By default, Solver.check_domain()
provides some boilerplate code and internally
calls Solver._check_domain_additional()
(which returns True by default but can be overridden to define
specific checks in addition to the "domain requirements"). The boilerplate code automatically checks whether all
domain requirements are met.
# Parameters
- domain: The domain to check.
# Returns
True if the domain is compliant with the solver type (False otherwise).
# complete_with_default_hyperparameters Hyperparametrizable
complete_with_default_hyperparameters(
kwargs: dict[str, Any],
names: Optional[list[str]] = None
)
Add missing hyperparameters to kwargs by using default values
Args:
kwargs: keyword arguments to complete (e.g. for __init__
, init_model
, or solve
)
names: names of the hyperparameters to add if missing.
By default, all available hyperparameters.
Returns: a new dictionary, completion of kwargs
# copy_and_update_hyperparameters Hyperparametrizable
copy_and_update_hyperparameters(
names: Optional[list[str]] = None,
**kwargs_by_name: dict[str, Any]
) -> list[Hyperparameter]
Copy hyperparameters definition of this class and update them with specified kwargs.
This is useful to define hyperparameters for a child class for which only choices of the hyperparameter change for instance.
Args: names: names of hyperparameters to copy.

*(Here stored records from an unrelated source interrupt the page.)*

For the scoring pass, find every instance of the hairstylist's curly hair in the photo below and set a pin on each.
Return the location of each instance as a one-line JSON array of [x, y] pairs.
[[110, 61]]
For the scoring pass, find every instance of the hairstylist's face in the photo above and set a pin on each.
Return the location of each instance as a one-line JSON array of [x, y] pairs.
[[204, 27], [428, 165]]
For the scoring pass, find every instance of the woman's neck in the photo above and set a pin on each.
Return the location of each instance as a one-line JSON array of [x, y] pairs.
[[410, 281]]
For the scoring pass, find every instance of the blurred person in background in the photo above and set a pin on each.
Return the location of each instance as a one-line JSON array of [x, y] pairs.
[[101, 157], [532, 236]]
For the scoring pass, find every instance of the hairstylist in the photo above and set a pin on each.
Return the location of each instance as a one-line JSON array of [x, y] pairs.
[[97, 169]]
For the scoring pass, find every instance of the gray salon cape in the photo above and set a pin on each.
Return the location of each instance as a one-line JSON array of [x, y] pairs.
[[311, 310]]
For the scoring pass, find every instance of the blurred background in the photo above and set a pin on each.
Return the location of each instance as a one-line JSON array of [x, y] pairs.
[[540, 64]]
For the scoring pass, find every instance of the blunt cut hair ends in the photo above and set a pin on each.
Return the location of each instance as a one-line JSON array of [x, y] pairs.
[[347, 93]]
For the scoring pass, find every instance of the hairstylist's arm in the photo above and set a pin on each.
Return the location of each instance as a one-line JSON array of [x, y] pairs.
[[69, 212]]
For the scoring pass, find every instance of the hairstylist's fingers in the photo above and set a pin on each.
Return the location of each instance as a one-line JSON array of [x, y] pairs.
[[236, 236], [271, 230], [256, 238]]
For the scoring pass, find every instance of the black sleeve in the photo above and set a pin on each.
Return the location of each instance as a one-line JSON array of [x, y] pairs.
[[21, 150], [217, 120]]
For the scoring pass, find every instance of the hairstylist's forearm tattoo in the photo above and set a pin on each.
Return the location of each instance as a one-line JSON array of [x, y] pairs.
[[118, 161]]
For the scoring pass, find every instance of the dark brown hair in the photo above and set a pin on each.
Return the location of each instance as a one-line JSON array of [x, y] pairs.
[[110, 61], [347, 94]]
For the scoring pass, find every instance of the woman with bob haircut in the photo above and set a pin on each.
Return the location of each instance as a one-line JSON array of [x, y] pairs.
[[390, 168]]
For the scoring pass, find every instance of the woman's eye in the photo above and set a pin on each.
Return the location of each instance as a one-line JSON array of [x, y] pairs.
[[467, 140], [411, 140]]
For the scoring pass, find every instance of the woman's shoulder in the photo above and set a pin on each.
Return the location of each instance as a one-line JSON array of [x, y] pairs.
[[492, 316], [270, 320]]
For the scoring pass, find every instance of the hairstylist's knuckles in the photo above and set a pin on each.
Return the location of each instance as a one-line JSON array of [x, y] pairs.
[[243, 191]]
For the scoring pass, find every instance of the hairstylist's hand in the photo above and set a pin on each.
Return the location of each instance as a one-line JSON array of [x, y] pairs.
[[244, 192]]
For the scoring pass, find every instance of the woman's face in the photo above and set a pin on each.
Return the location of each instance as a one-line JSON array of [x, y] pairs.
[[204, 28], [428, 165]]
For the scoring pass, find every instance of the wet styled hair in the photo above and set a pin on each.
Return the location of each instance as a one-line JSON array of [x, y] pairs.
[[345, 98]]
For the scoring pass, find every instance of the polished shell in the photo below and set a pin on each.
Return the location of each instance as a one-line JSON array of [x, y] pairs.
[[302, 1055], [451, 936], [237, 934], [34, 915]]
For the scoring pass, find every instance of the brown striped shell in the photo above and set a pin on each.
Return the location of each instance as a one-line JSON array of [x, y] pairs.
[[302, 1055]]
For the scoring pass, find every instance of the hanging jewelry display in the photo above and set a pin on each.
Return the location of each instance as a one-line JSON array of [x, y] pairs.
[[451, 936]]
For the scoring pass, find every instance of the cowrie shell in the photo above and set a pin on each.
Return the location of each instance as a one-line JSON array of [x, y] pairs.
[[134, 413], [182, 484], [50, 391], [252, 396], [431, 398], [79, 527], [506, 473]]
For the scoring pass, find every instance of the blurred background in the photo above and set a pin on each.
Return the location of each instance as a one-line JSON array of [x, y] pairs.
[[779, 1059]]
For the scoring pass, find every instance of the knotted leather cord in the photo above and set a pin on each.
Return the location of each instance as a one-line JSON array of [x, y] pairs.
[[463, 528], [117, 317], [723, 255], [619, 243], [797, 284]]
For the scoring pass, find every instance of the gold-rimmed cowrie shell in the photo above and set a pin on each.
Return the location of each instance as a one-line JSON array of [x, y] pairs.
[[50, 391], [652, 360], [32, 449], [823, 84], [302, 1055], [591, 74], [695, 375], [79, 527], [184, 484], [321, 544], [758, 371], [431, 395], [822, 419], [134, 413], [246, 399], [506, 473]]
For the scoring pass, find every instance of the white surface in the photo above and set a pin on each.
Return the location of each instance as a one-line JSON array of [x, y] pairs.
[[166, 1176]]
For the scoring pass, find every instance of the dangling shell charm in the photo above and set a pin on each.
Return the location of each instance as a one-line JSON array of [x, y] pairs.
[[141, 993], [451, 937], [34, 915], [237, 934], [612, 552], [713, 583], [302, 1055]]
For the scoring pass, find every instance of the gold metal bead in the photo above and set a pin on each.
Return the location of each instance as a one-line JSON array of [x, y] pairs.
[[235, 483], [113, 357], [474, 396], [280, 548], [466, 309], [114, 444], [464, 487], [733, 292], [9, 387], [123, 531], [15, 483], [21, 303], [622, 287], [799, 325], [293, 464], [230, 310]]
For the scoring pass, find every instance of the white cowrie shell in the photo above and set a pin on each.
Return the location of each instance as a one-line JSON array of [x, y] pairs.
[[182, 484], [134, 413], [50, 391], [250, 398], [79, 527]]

Default to all. **kwargs_by_name: for each hyperparameter specified by its name, the attributes to update. If a given hyperparameter name is not specified, the hyperparameter is copied without further update.
Returns:
# get_action_mask Maskable
get_action_mask(
self
) -> Optional[StrDict[Mask]]
Retrieve stored action masks.
To be used by self.sample_action()
.
Returns None if self.set_action_mask()
was not called.
# get_default_hyperparameters Hyperparametrizable
get_default_hyperparameters(
names: Optional[list[str]] = None
) -> dict[str, Any]
Get hyperparameters default values.
Args: names: names of the hyperparameters to choose. By default, all available hyperparameters will be suggested.
Returns: a mapping between hyperparameter's name_in_kwargs and its default value (None if not specified)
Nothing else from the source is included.